Here’s the “calculate_baseline” function, which calculates the average of the values from the two baseline regions:

float calculate_baseline(
    __global const float* baseline1Data,
    __global const float* baseline2Data,
    const int baseline1Len,
    const int baseline2Len)
{
    float baseline = 0;
    for (int i = 0; i < baseline1Len; ++i)
    {
        baseline += baseline1Data[i];
    }
    for (int i = 0; i < baseline2Len; ++i)
    {
        baseline += baseline2Data[i];
    }

    return baseline / ((float)(baseline1Len + baseline2Len));
}

And here’s the “noise_correct” function. In a nutshell this iterates over every value in the region, subtracts the baseline, then writes the updated value to the record in the “output” buffer. It also looks for spikes, and when one is found, “erases” the spike from the “output” record by setting the spike’s values to 0:

void noise_correct(
    __global const float* regionData,
    __global float* resultData,
    const int bufferLength,
    const float baseline,
    const int noise_threshold,
    const int spike_threshold)
{
    //First and last value in the region are always set to 0
    resultData[0] = 0.0;
    resultData[bufferLength - 1] = 0.0;
    
    int count = 0;
    int x = bufferLength - 1;
    for (int i = 1; i < x; ++i)
    {
        // Subtract baseline and copy new value to the record in the output buffer
        float value = regionData[i] - baseline;
        if (value <= noise_threshold) value = 0.0;
        resultData[i] = value;

        // This part looks for narrow "spikes" within the region's data.
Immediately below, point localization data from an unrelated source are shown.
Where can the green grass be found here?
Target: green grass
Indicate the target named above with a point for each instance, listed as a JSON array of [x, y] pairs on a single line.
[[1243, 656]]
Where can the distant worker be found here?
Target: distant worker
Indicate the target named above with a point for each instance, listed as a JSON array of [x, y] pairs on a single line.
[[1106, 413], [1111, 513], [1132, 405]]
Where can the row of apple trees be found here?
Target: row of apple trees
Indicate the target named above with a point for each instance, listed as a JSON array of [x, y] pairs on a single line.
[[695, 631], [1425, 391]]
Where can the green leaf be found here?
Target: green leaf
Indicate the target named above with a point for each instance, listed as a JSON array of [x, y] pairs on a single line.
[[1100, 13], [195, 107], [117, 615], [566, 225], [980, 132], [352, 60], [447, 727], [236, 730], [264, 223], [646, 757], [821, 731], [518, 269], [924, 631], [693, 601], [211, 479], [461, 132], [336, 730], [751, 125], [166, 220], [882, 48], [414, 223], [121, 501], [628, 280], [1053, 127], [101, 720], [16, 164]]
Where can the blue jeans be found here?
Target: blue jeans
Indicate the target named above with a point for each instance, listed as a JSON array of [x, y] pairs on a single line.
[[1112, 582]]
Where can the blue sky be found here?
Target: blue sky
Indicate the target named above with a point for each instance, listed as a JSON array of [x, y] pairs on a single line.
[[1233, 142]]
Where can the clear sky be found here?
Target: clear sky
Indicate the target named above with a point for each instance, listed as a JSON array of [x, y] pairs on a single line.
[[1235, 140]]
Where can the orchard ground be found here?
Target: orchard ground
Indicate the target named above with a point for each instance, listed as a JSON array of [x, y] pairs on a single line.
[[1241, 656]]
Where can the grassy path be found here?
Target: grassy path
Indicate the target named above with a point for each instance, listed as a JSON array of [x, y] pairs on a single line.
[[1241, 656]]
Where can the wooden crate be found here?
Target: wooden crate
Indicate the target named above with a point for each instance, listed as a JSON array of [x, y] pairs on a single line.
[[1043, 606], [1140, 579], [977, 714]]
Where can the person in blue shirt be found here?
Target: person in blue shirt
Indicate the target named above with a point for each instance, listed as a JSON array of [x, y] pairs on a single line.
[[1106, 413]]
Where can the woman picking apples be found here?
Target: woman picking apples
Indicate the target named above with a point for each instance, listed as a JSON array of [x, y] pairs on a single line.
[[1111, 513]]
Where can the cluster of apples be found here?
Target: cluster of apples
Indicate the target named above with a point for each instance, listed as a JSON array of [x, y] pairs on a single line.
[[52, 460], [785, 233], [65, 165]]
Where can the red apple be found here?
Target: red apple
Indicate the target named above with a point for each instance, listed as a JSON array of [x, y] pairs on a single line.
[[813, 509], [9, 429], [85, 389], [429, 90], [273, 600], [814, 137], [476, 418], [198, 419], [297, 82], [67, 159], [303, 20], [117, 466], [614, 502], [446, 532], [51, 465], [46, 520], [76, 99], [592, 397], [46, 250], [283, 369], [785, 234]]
When one is found, the values that
        // make up the spike are replaced by 0.
        if (value > 0.0)
        {
            ++count;
        }
        else
        {
            if (count > 0 && count <= spike_threshold)
            {				
                for (int j = i - count; j < i; ++j)
                {
                    resultData[j] = 0.0;
                }
            }
            count = 0;
        }
    }
}

There are clearly a lot of local variables and “for” loops in all this code, but I can’t see a way to optimise these given that region sizes can vary.

I realise it’s common practice to copy data from the global “input_buffer” to local arrays to work on, but (unless I’m missing something) this seemed unnecessary - the kernel only iterates over the regions’ values once, so whether you do this directly or copy the values to local first, either way it involves accessing the regions’ values in global memory.